Run AI Workloads with Hardware Accelerators: Aloha Tutorial

A demonstration of accelerating model deployment performance with optimization settings.

This tutorial and the assets can be downloaded as part of the Wallaroo Tutorials repository.

Run Anywhere With Acceleration Tutorial: Aloha Model

Wallaroo supports deploying models with accelerators that increase the inference speed and performance. These accelerators are set during model upload, and are carried through to model deployment and model edge deployment.

Supported Accelerators

The following accelerators are supported:

AcceleratorDescription
NoneThe default acceleration, used for all scenarios and architectures.
AioCompatible only with the ARM architecture.
JetsonCompatible only with the ARM architecture.
CUDANvidia Cuda acceleration supported by both ARM and X64/X86 processors. This is intended for deployment with GPUs.

Goal

Demonstrate uploading an Aloha model with the Jetson, then publishing the same model for edge deployment with the Jetson accelerator inherited from the model.

Resources

This tutorial provides the following:

  • Models:
    • models/alohacnnlstm.zip: An open source model based on the Aloha CNN LSTM model for classifying Domain names as being either legitimate or being used for nefarious purposes such as malware distribution.

Prerequisites

  • A deployed Wallaroo instance with Edge Registry Services and Edge Observability enabled.
  • The following Python libraries installed:
    • wallaroo: The Wallaroo SDK. Included with the Wallaroo JupyterHub service by default.
    • pandas: Pandas, mainly used for Pandas DataFrame
    • json: Used for format input data for inference requests.

Steps

  • Upload the model with the targeted accelerator left as None by default.
  • Create the pipeline add the model as a model step.
  • Deploy the model with deployment configuration and show the acceleration setting inherits the model’s accelerator.
  • Publish the pipeline an OCI registry and show the publish pipeline deployment configuration inherit’s the model’s accelerator.

Import Libraries

The first step will be to import our libraries, and set variables used through this tutorial.

import wallaroo
from wallaroo.object import EntityNotFoundError

# to display dataframe tables
from IPython.display import display
# used to display dataframe information without truncating
import pandas as pd
pd.set_option('display.max_colwidth', None)
pd.set_option('display.max_columns', None)
import pyarrow as pa

Connect to the Wallaroo Instance

The next step is to connect to Wallaroo through the Wallaroo client. The Python library is included in the Wallaroo install and available through the Jupyter Hub interface provided with your Wallaroo environment.

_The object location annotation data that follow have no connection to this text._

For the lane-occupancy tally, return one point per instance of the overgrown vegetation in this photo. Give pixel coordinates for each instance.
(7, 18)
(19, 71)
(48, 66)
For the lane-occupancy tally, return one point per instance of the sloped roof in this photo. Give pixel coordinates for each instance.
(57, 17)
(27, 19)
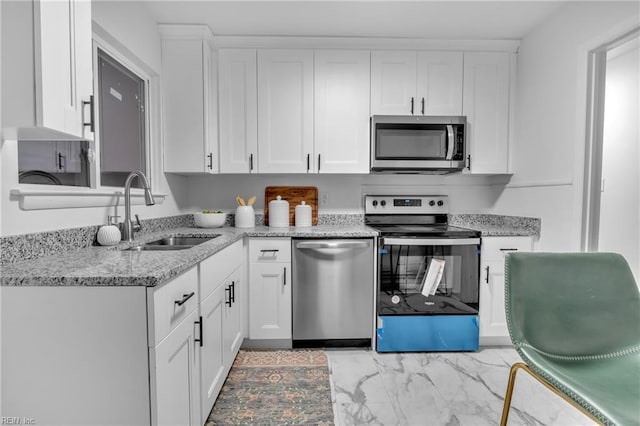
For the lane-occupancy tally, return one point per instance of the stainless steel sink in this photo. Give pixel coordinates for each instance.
(172, 243)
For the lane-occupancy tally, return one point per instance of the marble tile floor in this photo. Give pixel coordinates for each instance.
(439, 388)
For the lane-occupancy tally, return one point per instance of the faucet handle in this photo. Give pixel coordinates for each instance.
(136, 226)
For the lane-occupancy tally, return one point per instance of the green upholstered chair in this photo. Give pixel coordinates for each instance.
(574, 319)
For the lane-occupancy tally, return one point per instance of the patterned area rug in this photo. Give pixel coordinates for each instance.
(276, 387)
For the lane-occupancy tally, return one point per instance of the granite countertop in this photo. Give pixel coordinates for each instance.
(112, 266)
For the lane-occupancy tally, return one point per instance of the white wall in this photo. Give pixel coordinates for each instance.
(122, 24)
(468, 194)
(620, 199)
(550, 116)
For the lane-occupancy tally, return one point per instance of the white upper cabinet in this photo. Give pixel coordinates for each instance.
(416, 83)
(238, 97)
(189, 101)
(486, 105)
(50, 44)
(440, 83)
(341, 111)
(285, 110)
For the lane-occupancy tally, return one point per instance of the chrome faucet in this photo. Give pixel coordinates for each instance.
(128, 228)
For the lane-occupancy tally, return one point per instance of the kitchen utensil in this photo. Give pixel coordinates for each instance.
(303, 214)
(210, 220)
(278, 213)
(294, 194)
(245, 217)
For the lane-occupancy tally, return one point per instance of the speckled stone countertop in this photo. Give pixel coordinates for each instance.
(112, 266)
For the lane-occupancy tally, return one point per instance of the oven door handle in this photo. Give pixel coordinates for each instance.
(429, 241)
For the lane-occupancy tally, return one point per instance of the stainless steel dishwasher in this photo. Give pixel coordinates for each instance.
(333, 285)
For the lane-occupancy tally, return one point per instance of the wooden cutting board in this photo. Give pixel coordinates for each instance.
(294, 195)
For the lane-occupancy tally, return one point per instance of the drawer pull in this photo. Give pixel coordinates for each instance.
(185, 297)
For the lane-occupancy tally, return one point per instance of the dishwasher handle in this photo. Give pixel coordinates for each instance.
(332, 244)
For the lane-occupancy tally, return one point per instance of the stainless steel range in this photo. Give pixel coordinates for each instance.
(427, 275)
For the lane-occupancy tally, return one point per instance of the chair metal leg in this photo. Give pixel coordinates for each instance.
(511, 383)
(507, 398)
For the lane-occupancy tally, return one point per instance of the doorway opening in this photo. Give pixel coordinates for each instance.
(612, 176)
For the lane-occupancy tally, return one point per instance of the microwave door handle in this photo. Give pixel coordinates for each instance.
(451, 142)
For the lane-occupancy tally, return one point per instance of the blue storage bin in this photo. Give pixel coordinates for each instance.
(428, 333)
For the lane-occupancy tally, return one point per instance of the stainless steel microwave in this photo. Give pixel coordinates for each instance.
(418, 144)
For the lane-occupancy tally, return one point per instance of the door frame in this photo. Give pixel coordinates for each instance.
(596, 79)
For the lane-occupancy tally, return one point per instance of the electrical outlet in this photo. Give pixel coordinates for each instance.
(324, 198)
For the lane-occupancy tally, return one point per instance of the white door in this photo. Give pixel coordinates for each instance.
(440, 83)
(176, 379)
(493, 321)
(64, 65)
(238, 97)
(285, 110)
(232, 333)
(341, 111)
(486, 105)
(393, 82)
(270, 301)
(212, 368)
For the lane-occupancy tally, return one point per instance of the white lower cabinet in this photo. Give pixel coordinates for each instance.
(270, 288)
(123, 355)
(221, 293)
(493, 322)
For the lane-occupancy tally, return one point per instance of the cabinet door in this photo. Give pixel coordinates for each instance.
(63, 65)
(238, 97)
(440, 83)
(341, 111)
(232, 335)
(213, 372)
(176, 379)
(486, 105)
(285, 110)
(493, 321)
(270, 301)
(393, 83)
(186, 66)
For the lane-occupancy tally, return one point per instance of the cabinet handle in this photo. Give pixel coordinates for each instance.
(91, 114)
(185, 297)
(228, 301)
(201, 339)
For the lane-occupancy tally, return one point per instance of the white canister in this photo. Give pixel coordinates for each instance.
(303, 214)
(109, 235)
(278, 213)
(245, 217)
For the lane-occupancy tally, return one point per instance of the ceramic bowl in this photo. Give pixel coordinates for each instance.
(210, 220)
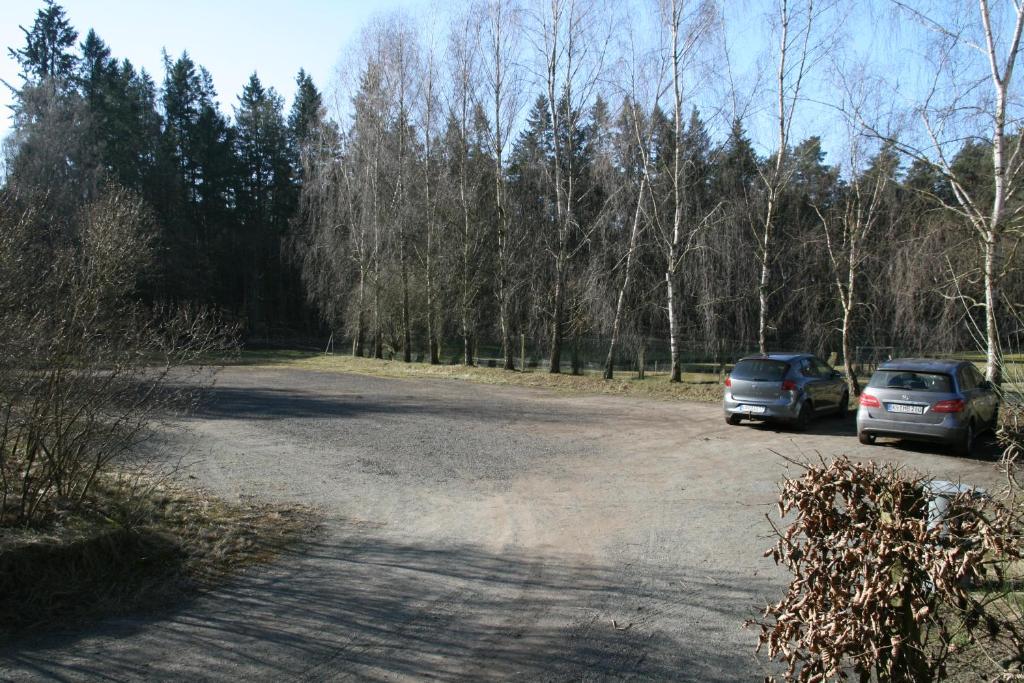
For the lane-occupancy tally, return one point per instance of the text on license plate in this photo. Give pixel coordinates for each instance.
(903, 408)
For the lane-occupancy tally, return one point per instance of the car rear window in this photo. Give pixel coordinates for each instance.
(760, 371)
(911, 381)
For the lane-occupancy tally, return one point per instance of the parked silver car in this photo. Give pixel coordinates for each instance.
(791, 387)
(927, 399)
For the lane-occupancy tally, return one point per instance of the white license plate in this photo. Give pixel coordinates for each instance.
(902, 408)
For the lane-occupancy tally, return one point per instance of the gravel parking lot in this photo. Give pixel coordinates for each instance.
(476, 531)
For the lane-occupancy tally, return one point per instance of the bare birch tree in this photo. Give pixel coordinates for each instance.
(973, 89)
(571, 46)
(502, 92)
(848, 229)
(796, 27)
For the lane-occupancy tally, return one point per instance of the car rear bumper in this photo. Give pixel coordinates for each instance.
(947, 431)
(773, 410)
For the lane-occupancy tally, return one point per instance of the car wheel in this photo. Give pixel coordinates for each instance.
(965, 445)
(804, 417)
(844, 407)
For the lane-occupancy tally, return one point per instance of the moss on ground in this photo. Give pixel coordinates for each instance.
(695, 386)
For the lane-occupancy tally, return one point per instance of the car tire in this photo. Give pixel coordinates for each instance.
(803, 420)
(965, 445)
(844, 407)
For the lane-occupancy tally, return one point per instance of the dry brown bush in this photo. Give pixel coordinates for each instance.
(86, 368)
(879, 593)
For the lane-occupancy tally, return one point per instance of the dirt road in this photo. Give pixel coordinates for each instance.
(476, 532)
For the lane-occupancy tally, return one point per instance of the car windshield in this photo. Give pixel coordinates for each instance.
(911, 381)
(760, 371)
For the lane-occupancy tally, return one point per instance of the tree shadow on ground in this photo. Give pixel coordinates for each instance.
(373, 609)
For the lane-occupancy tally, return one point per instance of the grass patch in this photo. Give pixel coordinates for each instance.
(695, 386)
(140, 553)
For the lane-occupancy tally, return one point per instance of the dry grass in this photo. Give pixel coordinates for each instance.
(94, 564)
(695, 386)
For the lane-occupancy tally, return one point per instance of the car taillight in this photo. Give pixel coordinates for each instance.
(951, 406)
(867, 400)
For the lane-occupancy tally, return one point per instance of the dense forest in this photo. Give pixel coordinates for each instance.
(527, 183)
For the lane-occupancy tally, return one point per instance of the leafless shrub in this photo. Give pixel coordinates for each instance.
(87, 367)
(878, 591)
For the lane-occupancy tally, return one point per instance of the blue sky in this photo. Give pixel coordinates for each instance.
(230, 38)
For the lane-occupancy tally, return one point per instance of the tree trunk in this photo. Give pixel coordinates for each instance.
(763, 289)
(853, 386)
(609, 364)
(677, 371)
(993, 359)
(556, 324)
(358, 339)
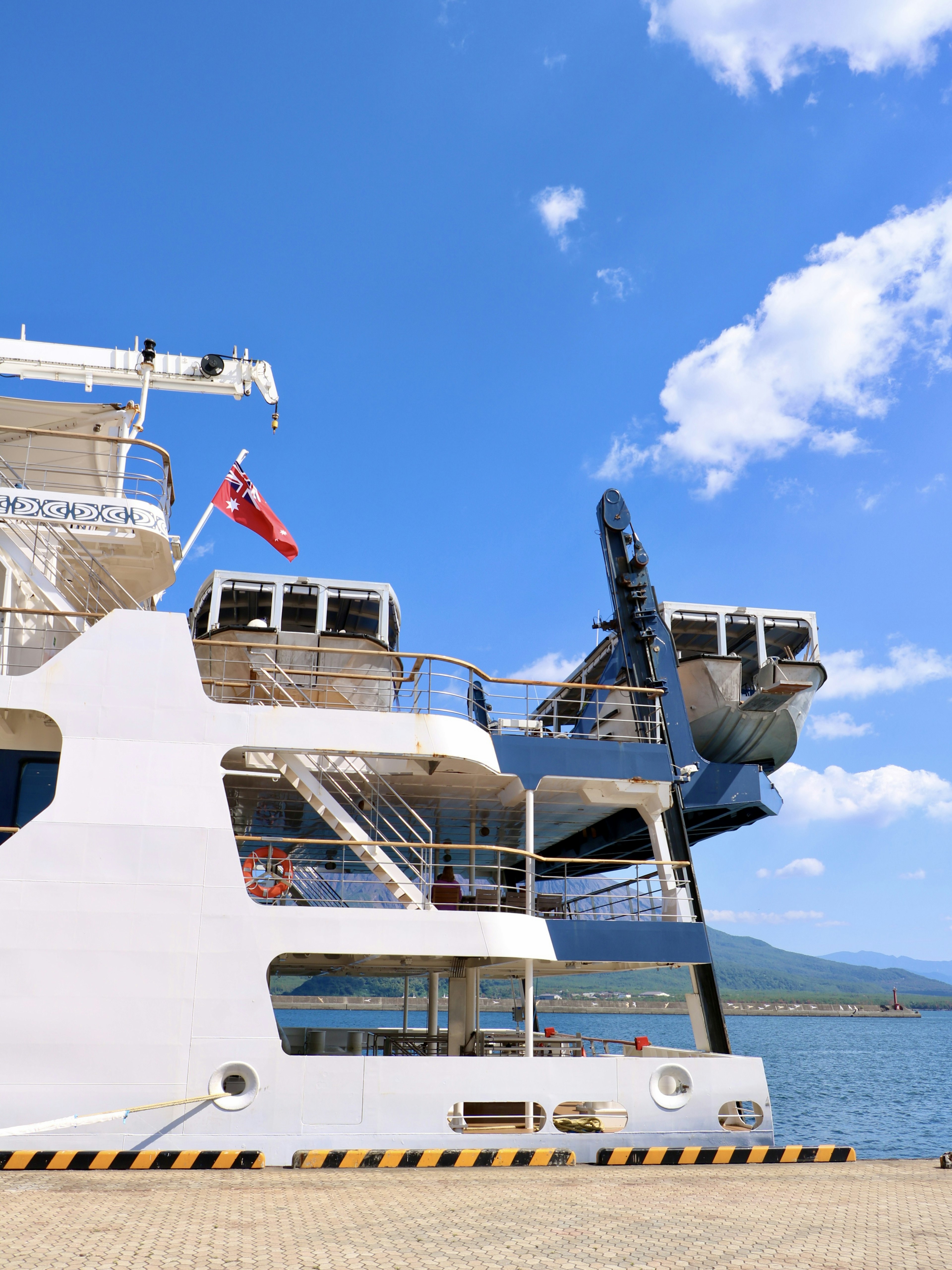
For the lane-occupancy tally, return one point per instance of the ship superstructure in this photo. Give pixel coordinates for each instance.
(196, 810)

This is accomplished using the wallaroo.Client() command, which provides a URL to grant the SDK permission to your specific Wallaroo environment. When displayed, enter the URL into a browser and confirm permissions. Store the connection into a variable that can be referenced later.

If logging into the Wallaroo instance through the internal JupyterHub service, use wl = wallaroo.Client(). For more information on Wallaroo Client settings, see the Client Connection guide.

# Login through local Wallaroo instance

wl = wallaroo.Client()

Create Workspace

We will create a workspace to manage our pipeline and models. The following variables will set the name of our sample workspace then set it as the current workspace.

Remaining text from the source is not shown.